Con L’arma dell’inganno – Operazione Mincemeat siamo nel 1943. Gli alleati si apprestano a sbarcare in Sicilia. L’isola, però, è presidiata dalle truppe tedesche. Ewen Montagu e Charles Cholmondeley, agenti dell’MI5, il servizio segreto britannico, danno vita alla più incredibile operazione di depistaggio: far credere ai nazisti che lo sbarco avverrà in Grecia e non in Italia. Per riuscirci si serviranno del cadavere di un soldato fatto recapitare ai nemici con una serie di documenti e informazioni false per trarli in inganno…

L’arma dell’inganno – Operazione Mincemeat ricostruisce minuziosamente la più famosa e incredibile operazione di depistaggio ai danni dei nazisti che permise alla seconda guerra mondiale di incanalarsi definitivamente verso la vittoria degli alleati. Il film, ispirato dal libro Operazione Mincemeat di Ewen Montagu, è affidato alla regia di John Madden (Shakespeare in Love) e alla sceneggiatura di Michelle Ashford. La prima parte – a tratti molto verbosa e non facile da seguire per lo spettatore – descrive il modo in cui i servizi segreti inglesi escogitarono e misero in atto la loro operazione militare; la scelta del cadavere da recapitare ai nazisti, la costruzione della sua identità, i documenti falsi per spingere i nemici a spostare truppe in Grecia dall’Italia. Occupano la scena gli agenti Ewen Montagu (Colin Firth) e Charles Cholmondeley (Matthew Macfadyen) e la segretaria Jean Leslie (Kelly MacDonald) impegnati a fare in modo che il loro piano vada a buon fine visto che ha avuto anche l’approvazione del primo ministro Winston Churchill. Il film assume inoltre i tratti del melò, con il legame sentimentale – ma mai concretizzato – tra Ewen e Jean che suscita la forte gelosia di Charles. L’arma dell’inganno, invece, prende più ritmo e avvince maggiormente nella seconda parte quando l’Operazione Mincemeat prende corpo, con un finale coinvolgente che comprende anche la resa dei conti tra i due agenti, ognuno con le sue zone d’ombra da farsi perdonare.

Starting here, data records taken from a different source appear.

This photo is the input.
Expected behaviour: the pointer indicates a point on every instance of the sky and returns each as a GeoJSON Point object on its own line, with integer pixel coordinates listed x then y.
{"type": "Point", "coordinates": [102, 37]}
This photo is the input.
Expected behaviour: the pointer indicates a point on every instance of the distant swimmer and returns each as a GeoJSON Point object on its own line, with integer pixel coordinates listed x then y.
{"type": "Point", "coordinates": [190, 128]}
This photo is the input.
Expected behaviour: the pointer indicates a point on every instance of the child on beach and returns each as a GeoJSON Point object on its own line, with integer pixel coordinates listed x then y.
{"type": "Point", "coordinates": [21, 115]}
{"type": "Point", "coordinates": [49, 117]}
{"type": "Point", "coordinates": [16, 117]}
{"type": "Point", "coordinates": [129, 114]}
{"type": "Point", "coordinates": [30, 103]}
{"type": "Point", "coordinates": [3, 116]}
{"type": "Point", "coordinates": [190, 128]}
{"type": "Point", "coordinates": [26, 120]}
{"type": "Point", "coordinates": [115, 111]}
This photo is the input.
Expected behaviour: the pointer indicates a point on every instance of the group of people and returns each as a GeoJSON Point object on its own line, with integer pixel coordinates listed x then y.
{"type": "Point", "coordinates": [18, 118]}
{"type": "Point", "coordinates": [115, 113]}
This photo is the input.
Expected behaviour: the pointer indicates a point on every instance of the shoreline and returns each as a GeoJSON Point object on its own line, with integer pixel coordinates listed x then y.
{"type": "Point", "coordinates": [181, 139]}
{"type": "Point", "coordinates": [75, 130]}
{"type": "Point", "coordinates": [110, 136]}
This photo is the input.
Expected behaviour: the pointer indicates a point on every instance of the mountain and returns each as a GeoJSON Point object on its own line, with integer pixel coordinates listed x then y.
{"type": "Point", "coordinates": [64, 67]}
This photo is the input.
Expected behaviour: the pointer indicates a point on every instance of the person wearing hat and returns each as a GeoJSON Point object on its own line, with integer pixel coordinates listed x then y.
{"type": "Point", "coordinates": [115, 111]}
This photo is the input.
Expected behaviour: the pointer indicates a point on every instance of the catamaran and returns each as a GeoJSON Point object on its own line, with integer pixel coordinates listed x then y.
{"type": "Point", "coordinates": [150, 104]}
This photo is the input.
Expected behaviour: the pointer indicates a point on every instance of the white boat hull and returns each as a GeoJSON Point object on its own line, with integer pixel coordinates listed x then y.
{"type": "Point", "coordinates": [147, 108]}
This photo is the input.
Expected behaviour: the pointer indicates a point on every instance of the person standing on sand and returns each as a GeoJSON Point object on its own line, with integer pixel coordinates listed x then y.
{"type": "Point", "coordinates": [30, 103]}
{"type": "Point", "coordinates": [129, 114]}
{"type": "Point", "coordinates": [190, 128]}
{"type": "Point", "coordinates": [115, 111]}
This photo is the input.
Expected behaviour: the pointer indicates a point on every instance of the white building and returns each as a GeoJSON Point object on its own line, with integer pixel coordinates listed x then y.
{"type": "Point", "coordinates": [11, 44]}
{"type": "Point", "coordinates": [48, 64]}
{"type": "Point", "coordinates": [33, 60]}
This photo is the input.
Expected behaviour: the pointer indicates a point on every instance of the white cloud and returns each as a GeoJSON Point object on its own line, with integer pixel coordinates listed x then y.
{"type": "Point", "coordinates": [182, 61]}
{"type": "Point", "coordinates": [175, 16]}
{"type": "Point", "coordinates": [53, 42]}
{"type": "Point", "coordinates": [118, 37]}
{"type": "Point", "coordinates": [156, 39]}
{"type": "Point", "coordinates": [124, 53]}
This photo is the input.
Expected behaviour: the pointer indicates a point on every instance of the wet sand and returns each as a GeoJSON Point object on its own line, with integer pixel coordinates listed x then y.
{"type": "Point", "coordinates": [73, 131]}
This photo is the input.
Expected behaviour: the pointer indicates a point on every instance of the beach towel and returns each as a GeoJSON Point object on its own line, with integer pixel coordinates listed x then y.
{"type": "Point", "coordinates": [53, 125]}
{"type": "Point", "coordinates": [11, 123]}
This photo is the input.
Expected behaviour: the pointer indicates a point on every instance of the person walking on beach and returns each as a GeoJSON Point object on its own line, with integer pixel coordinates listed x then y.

James Madden dirige il film in modo molto professionale e senza sbavature; non si vedono scene di battaglia, a parte una nel sottofinale, perché si racconta la guerra dietro le quinte. Le interpretazioni dei protagonisti non eccellono in modo particolare; non coinvolgono e, per quanto riguarda soprattutto Colin Firth, sono anche un po’ trattenute. Nota di curiosità, nel team del MI5 vediamo anche un giovane Ian Fleming (il “padre” di James Bond) intento a raccontare la vicenda e che ha operato realmente nell’esercito inglese durante la Seconda Guerra mondiale. È suo l’incipit del film: «In ogni storia, vi sono elementi visibili e altri nascosti. Questo è particolarmente vero nelle storie di guerra». Sulla stessa vicenda, nel 1956, era stato girato anche L’uomo che non è mai esistito di Ronald Neame.